R$ 28,8 milhões para implantação de aterros sanitários em 12 cidades

Agência JB

RIO - Foi dado o pontapé inicial para o fim dos 80 lixões que ainda poluem o Estado do Rio de Janeiro, com a aprovação de verbas do Fundo Estadual de Conservação Ambiental (Fecam) e da Fundação Nacional de Saúde (Funasa) para a construção de três aterros sanitários solicitados por consócios intermunicipais, que incluem 12 cidades.

Formados por quatro prefeituras cada um, os três consórcios receberão entre R$ 7 milhões e R$ 8,1 milhões para implantar seus aterros sanitários, totalizando cerca de R$ 22,8 milhões.

A verba do Fecam representa 1/3 do valor a ser investido nos primeiros consórcios formados. A Funasa aplicará os 2/3 restantes.

Teresópolis, Carmo, São José do Rio Preto e Sumidouro formam o consórcio da Região Serrana beneficiado com o investimento ambiental. No Sul Fluminense, integram a união Vassouras, Barra do Piraí, Valença e Rio das Flores. Na Baixada Fluminense, o grupo de cidades beneficiadas é formado por Paracambi, Paulo de Frontin, Mendes e Japeri.

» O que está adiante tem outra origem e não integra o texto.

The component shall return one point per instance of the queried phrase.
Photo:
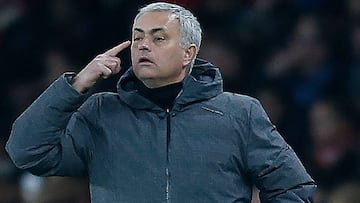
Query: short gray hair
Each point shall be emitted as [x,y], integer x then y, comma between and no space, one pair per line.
[190,30]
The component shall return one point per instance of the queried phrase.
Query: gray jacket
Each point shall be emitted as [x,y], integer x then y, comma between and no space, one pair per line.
[212,146]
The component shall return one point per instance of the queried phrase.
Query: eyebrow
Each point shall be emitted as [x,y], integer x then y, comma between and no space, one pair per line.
[152,31]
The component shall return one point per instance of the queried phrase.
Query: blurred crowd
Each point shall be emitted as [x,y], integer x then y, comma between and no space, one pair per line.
[300,58]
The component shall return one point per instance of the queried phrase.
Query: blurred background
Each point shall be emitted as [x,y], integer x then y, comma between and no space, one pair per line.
[300,58]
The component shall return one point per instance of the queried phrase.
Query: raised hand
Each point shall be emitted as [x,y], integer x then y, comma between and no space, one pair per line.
[102,66]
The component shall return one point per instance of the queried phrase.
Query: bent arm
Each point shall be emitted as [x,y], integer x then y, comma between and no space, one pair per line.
[275,168]
[40,141]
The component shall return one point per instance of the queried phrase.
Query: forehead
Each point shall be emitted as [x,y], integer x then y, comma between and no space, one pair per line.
[151,20]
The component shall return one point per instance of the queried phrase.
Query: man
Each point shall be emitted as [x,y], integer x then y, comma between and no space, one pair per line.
[169,134]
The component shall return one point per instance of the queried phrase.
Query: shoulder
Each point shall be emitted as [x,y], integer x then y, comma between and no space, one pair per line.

As cidades contempladas com as verbas do Fecam e da Funasa, segundo Minc, deverão estar inaugurando seus aterros sanitários em meados de 2008. Mas há mais projetos se candidatando a receber esses recursos ambientais:

- Outros aterros também vão sair. Não faltará verba. Com a ajuda da Funasa, até 2009 teremos recursos para todas as unidades - disse o secretário.

Segundo Minc, a idéia da implantação dos aterros, de forma consorciada, está provocando grande interesse das prefeituras, e na próxima reunião do Fecam, em 14 de novembro, outros municípios participarão das discussões.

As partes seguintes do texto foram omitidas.